I hope you all are having a fantastic weekend. Yesterday I did not have time to write anything even though I had a lot to say. Friday afternoon I had a great moment of growth for myself that I wanted to share. I was driving in the loop and had to quickly stop by a customers restaurant to say hello. I pulled into a no parking zone and put on my flashers. I took a chance for five minutes. After quickly running into the restaurant I came back to my car and got an important call on my cell. In stead of putting it on my hands free option, I took the call on my phone. Two minutes later I see a meter maid coming my way. I thought to myself I’m okay, I’m in the car. She proceeds to wave at me to move. I rolled down my window and ask her if I can help her. She continues to tell me to move or she is writing me a ticket. I said to her I’m on a call and I don’t want to drive while on the phone! She says to me she doesn’t care. I excuse myself from my call. Then I proceed to ask her for her badge number and she doesn’t tell me it. She says that she will call the police on me if I keep on asking her for her badge number. Finally after her calling her supervisor to complain about me. She gives me her badge number. I guess she got approval.
I only had to ask her ten times. At one point I remember asking her to just write me a ticket so I can have her badge number. This whole ordeal took 25 minutes out of my life, because I was focused on how she was making me feel. It made me feel like I wasn’t a person with feelings. I all I wanted was to be treated with some kind of friendliness or kindness. I have to say I was frustrated with the whole ordeal. I called the city hotline to file a complaint. This lady was rude and just could not understand how she could treat people like this. After I filed the complaint I really thought about it. What real impact am I’m going to have on someone? I realized it wasn’t going to be a good one. Even though she was just doing her job I should have cut her some slack. She has a hard job dealing with people that think they are more important. My job is not more important than hers. My EGO got in my way of being mindful.

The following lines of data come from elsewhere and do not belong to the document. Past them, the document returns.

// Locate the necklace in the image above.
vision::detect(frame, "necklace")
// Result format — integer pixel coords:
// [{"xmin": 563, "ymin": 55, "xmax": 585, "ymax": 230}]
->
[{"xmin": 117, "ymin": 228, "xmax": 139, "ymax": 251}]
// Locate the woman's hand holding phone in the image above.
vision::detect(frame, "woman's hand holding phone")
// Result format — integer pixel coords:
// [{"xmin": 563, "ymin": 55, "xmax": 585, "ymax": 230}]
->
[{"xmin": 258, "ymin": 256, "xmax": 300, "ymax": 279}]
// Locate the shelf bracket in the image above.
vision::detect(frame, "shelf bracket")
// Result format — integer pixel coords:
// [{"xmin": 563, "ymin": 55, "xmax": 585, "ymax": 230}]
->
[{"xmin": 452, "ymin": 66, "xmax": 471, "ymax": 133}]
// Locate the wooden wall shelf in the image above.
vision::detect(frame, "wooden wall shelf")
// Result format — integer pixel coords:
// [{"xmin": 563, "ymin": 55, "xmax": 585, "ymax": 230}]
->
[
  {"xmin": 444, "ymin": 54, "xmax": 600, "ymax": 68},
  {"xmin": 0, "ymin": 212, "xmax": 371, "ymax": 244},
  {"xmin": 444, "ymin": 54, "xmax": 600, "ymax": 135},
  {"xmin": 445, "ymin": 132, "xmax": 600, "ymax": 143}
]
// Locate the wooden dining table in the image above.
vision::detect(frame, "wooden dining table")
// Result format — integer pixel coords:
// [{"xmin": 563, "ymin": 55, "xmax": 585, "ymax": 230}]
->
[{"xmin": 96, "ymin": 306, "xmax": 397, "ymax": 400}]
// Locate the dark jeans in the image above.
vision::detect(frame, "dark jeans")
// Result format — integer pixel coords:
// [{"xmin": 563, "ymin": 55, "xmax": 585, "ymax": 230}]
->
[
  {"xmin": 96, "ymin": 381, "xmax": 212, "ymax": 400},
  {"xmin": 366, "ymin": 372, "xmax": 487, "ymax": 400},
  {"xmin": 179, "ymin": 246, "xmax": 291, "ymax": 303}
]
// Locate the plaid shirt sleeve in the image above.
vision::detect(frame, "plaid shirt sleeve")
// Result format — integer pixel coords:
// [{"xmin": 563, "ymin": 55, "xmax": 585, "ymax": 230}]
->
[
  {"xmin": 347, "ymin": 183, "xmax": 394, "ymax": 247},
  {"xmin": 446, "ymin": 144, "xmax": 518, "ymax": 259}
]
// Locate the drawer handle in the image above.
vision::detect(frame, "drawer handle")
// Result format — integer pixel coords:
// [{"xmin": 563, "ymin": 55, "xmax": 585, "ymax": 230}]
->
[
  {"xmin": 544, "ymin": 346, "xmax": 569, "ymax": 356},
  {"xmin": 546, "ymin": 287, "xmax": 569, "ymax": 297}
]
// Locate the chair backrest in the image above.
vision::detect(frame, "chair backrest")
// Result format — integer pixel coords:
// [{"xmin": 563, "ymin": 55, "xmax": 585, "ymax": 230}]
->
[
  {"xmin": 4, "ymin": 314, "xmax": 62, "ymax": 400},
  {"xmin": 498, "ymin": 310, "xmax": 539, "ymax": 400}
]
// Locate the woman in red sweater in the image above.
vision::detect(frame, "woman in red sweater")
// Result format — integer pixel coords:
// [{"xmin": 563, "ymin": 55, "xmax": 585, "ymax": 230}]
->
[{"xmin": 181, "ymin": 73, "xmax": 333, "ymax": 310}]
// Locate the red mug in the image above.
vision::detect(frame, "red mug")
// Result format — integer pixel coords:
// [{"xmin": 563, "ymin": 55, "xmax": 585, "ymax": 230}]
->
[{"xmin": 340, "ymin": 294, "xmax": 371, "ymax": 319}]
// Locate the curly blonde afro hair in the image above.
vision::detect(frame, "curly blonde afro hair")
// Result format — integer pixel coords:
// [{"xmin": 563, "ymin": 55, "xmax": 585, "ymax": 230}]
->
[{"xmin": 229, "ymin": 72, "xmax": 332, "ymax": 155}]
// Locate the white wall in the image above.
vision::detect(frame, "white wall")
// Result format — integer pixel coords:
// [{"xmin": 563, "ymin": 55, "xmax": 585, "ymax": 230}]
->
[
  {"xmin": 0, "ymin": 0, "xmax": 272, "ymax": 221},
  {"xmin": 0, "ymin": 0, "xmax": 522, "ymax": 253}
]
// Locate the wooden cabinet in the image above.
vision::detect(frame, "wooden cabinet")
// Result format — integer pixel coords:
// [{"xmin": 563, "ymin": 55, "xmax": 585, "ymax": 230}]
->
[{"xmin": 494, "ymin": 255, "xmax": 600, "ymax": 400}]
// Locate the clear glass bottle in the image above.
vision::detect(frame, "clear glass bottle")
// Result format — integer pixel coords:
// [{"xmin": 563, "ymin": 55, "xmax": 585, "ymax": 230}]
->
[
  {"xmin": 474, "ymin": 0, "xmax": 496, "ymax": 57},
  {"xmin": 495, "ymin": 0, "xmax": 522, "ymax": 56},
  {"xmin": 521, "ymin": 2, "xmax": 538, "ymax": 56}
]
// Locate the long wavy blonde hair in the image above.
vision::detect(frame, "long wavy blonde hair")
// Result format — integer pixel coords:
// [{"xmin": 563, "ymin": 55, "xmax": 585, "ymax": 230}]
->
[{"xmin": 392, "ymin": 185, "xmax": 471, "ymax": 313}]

I called back the city hotline and withdrew my complaint. I had a nice conversation with the supervisor and said I just know they have a hard job and it’s the holiday season and I have to cut people more slack. I made a decision that had a positive impact on the supervisor, the meter maid and myself. Prior to starting my journey I would have no thought about it again.
Now I’m more present and mindful of others and myself. I make a choice to walk in other peoples shoes. After the conversation with the supervisor, she wished me a happy holiday season and I noticed she really appreciated me calling back. I guess that doesn’t really happen.
Make a choice that will have an impact on someone else and will help you grow!